More and more and more of its bulk flopped out of the river. It was streaked with veins and pitted with deep pores. Hard, bony portions that may have been legs or antennae straightened up all over its body. It began to inflate. Its color lightened to a dark yellow and the pores inverted into fleshy lumps and it rose into the sky.
I was rising with it. My feet left the ground and I floated alongside the creature until we were about a hundred feet up. The bony masses on its body split. Innumerable black lines exploded from within and streaked into the midnight sky. They flew in a torrent, still connected to the main body, into space.
For the first time in what seemed like days, I experienced a tingle of warmth.
Brightness detonated throughout my skull and I gasped and writhed and realized I could move again. I was on my back, staring at the ceiling of my living room. I was still freezing, but I could feel the heat from the nearby radiator warming me.
Scrambling to my feet, I finished my rush to the kitchen, grabbed my phone, and called 911.
I spent the night in the hospital undergoing many, many tests. Once they determined nothing was wrong with me, other than very mild hypothermia, the psychological tests began. At any other time in my life, I would have been upset – angry, even – at the thought of someone testing my competence. That night, though, I welcomed it.
When the paramedics rushed into my house, I noticed infinitesimally-fine lines emerging from their eyes and going straight up into the clouds. When I reached the hospital, everyone there had the same thing. The lines went straight up, through the ceiling, and didn’t seem affected by their blinking or movement.
Of course, I told the psychiatrists and psychologists and therapists this. They didn’t believe me.

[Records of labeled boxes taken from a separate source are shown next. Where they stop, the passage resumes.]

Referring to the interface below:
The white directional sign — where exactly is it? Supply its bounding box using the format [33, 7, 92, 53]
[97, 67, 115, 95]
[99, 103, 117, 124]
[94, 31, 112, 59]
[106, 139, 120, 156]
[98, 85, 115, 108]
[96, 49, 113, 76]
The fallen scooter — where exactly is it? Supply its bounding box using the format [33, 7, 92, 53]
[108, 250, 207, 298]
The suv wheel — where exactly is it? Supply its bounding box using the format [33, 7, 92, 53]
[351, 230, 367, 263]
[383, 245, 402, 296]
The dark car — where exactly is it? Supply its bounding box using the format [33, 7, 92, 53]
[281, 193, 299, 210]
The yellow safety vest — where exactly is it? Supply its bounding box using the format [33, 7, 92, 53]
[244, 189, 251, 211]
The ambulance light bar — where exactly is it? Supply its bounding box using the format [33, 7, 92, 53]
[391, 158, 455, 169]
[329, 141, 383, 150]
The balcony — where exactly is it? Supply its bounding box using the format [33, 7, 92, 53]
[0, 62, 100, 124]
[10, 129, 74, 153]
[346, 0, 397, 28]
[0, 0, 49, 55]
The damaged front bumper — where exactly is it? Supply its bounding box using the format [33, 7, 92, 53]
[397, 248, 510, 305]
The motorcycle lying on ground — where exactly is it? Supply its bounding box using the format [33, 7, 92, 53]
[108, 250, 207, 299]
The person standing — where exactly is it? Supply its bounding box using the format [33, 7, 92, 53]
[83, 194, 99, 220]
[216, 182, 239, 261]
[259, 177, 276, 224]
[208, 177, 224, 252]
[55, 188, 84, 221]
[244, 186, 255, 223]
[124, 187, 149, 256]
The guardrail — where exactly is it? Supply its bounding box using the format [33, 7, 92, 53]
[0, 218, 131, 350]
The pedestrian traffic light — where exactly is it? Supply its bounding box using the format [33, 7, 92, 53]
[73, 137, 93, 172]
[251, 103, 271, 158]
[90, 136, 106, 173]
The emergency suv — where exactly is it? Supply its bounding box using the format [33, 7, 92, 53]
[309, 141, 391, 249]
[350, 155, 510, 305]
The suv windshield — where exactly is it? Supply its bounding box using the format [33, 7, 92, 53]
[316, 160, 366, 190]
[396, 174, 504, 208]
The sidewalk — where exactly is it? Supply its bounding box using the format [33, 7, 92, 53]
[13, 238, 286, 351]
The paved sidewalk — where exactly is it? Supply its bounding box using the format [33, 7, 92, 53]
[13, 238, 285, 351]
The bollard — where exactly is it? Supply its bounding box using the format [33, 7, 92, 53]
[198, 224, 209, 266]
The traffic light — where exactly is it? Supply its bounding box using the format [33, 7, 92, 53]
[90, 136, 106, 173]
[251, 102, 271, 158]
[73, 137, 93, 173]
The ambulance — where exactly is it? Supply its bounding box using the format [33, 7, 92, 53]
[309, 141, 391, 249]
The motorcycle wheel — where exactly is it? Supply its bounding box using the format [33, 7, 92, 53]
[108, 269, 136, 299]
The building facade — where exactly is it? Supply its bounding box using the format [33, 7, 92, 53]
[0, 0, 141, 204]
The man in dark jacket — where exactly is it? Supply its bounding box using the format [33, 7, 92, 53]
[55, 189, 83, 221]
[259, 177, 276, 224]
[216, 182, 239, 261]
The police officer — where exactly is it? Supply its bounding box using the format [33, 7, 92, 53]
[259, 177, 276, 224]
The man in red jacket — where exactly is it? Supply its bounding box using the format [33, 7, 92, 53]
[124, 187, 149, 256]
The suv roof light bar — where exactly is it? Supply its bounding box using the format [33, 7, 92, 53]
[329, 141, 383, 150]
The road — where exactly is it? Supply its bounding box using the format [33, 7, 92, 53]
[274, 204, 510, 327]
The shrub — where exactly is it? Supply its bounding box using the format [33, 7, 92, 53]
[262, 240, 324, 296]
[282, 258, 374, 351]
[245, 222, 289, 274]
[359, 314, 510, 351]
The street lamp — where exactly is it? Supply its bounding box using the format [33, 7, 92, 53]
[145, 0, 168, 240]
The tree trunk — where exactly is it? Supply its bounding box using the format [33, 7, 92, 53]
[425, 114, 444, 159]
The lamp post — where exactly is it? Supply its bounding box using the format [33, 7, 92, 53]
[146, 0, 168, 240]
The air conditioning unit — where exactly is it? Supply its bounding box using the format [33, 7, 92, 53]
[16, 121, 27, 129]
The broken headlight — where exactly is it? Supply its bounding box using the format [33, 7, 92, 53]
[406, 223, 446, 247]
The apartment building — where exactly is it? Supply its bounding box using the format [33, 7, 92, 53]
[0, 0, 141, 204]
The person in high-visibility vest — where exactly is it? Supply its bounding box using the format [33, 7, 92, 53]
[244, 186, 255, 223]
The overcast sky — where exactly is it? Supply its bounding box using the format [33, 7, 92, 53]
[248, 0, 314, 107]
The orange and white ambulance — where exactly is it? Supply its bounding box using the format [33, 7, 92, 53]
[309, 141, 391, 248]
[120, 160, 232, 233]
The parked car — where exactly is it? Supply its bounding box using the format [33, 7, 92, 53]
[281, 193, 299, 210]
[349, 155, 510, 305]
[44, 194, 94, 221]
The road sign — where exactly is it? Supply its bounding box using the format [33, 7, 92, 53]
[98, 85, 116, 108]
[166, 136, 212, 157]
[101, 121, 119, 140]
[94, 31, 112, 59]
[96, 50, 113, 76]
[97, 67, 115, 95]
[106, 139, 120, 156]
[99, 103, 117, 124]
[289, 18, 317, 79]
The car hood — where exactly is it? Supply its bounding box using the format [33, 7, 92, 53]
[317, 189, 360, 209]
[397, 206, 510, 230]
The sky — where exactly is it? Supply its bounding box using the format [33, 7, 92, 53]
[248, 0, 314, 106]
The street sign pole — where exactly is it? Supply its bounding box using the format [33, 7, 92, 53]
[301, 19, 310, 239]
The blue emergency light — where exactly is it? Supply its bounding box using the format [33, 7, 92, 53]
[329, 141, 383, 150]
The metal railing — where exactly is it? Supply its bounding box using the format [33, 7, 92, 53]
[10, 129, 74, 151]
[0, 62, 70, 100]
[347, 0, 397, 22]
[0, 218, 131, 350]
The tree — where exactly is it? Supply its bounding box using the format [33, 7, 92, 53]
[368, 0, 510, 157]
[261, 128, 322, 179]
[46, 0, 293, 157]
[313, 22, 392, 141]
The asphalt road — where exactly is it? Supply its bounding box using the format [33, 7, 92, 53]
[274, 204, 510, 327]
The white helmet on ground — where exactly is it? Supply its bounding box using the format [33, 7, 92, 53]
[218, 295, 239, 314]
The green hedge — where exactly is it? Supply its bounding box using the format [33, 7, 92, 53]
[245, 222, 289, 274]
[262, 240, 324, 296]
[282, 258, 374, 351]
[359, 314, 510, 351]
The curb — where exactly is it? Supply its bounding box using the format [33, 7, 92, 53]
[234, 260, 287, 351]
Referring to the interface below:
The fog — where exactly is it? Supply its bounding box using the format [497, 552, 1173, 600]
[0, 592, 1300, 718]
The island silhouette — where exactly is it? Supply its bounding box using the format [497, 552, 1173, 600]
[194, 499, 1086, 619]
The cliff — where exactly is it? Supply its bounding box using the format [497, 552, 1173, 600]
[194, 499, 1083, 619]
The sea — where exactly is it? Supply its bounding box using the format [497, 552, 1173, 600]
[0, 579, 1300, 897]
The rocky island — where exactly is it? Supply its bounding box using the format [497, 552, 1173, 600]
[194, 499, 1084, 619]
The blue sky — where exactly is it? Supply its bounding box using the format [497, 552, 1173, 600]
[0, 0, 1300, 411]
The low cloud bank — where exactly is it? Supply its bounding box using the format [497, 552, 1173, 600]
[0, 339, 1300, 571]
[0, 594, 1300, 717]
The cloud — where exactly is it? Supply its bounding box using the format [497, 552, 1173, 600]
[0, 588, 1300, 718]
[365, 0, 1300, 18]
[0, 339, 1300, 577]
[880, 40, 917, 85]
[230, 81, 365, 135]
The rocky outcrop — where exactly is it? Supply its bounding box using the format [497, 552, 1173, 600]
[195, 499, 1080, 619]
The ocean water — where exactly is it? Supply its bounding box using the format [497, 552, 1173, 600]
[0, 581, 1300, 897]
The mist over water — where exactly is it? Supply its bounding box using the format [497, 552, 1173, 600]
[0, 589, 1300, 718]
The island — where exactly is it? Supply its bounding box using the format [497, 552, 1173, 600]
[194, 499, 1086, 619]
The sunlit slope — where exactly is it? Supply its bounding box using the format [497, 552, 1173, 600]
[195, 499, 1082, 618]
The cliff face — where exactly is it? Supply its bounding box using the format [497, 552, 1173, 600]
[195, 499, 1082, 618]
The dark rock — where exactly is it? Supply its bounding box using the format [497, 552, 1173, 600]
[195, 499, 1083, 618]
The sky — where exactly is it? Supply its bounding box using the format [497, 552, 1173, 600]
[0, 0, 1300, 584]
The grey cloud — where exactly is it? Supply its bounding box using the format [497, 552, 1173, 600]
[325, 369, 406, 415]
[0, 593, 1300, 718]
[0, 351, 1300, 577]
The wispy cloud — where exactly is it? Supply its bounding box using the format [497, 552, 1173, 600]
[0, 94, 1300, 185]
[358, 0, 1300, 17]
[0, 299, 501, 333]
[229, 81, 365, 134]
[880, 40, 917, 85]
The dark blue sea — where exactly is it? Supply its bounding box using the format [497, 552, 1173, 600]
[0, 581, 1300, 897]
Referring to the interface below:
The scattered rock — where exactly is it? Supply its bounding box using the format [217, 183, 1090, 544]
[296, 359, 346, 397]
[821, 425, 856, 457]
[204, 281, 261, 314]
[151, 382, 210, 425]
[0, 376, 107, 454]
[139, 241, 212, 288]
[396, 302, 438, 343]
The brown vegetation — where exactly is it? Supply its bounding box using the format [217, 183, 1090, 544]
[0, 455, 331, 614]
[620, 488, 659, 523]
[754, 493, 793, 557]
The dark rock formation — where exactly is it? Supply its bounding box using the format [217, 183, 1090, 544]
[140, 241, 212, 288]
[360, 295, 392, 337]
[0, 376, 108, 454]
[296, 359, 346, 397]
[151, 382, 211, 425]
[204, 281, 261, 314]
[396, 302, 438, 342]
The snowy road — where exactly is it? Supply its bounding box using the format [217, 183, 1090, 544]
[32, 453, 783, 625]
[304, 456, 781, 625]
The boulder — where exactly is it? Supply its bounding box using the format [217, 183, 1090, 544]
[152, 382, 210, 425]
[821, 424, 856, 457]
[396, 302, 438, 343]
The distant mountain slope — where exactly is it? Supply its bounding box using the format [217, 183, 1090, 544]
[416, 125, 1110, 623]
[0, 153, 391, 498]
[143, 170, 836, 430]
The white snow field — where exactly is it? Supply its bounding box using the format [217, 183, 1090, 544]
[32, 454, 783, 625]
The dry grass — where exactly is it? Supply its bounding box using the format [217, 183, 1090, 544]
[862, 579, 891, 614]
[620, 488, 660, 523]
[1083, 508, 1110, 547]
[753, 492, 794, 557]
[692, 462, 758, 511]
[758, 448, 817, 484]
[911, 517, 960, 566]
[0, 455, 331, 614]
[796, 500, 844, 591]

And who could blame them, to be honest? I was released in the morning with an appointment to visit in a month if I was still experiencing “visual hallucinations.”
I spent the next couple days trying to ignore the hairlike filaments protruding from the eyes of everyone I saw, everyone I passed, everyone I talked to, and everyone on television. Not me, though. Not mine. All I had were the same dark flickers in my peripheral vision that were present on the day of my incident.
On New Year’s day, once my hangover had dulled, I rummaged around in my closet for my old college telescope. It was the first sunny day since the incident and I wanted to check something. I pointed the telescope out the window and followed where all the lines led. Like I’d thought, they all coalesced on one point. The point was moving very slightly.
I clicked around on the computer, put in the coordinates of where my telescope was pointing, and determined the direction of the lines out into the sky. It didn’t take long before my suspicions were confirmed. All the eyelines were fixed on the position of Pluto. It’s been another week and while I can’t stop thinking about what happened, I know I need to get over it. If what I’m seeing is a hallucination, so be it. It’s now a part of my life and I’ll deal with it as best I can. This morning, though, I did make a phone call. Several, actually.
You see, the little, dark “gnats” I’ve had in my peripheral vision distract me. I want to get rid of them. I’ve been hoping they’re something unrelated to the incident and maybe happened to coincide with it. Fat chance, I know – but still. I called to get an appointment with an optometrist to get them checked out. The nearest one was all booked up.
Since then, I’ve called 28 optometrists. Every single one of them is booked for a solid month. I was told they’re all for the same complaint I’m having. What that means is anyone’s guess, but I haven’t been able to get warm since.